Kuala Lumpur | EGINDO.co – Ratusan orang mengungsi setelah kebakaran menghancurkan sekitar 200 rumah di sebuah desa pesisir di negara bagian Sabah, Malaysia, pada hari Minggu (19 April), lapor kantor berita negara Bernama.
Pihak berwenang diberitahu tentang kebakaran di distrik Sandakan sekitar pukul 01.32 pagi, kata kepala pemadam kebakaran dan penyelamatan distrik, Jimmy Lagung, seperti dikutip oleh Bernama.
“Angin kencang dan jarak antar rumah yang berdekatan menyebabkan api menyebar dengan cepat, sementara kondisi air surut juga mempersulit untuk mendapatkan sumber air terbuka,” kata Lagung, menurut Bernama.
Kebakaran terjadi di salah satu desa air Sabah, yang memiliki rumah-rumah kayu yang dibangun di atas tiang dan merupakan tempat tinggal beberapa komunitas termiskin di negara itu, termasuk banyak kelompok tanpa kewarganegaraan dan masyarakat adat.

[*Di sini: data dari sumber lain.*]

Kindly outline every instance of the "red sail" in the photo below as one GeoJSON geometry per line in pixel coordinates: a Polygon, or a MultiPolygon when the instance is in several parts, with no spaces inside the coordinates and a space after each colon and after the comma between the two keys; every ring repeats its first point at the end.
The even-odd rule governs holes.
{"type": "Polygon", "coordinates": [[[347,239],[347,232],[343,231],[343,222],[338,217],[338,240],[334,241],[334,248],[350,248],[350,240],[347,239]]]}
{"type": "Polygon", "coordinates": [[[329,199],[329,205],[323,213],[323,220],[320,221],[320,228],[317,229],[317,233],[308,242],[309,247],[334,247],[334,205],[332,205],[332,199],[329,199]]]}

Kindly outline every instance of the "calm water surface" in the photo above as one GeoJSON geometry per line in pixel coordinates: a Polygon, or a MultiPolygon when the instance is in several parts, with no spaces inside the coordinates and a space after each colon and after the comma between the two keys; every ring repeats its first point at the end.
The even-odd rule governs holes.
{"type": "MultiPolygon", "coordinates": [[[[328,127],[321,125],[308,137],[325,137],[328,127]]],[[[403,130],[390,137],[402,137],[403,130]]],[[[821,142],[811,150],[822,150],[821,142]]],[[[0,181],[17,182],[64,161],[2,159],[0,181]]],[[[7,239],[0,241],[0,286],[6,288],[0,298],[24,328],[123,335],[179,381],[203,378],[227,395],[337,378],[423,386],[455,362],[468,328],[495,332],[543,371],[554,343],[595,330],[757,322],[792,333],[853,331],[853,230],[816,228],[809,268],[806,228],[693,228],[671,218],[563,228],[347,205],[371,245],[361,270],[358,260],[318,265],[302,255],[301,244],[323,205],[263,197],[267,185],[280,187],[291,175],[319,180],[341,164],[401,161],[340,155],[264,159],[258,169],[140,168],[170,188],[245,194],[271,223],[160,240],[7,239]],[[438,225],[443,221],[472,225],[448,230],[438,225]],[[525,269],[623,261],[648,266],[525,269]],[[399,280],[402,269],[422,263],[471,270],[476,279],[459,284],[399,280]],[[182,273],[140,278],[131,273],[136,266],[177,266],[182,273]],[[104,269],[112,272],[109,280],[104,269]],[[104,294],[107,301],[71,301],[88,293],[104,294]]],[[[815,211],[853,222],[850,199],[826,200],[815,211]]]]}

Sekitar 445 orang telah mengungsi sejauh ini, kata Bernama, mengutip angka tidak resmi dari orang-orang yang terdaftar di pusat bantuan sementara di Sandakan.
Perdana Menteri Malaysia Anwar Ibrahim mengatakan pemerintah federal sedang berkoordinasi dengan otoritas Sabah untuk memberikan bantuan dasar dan relokasi sementara bagi mereka yang terdampak.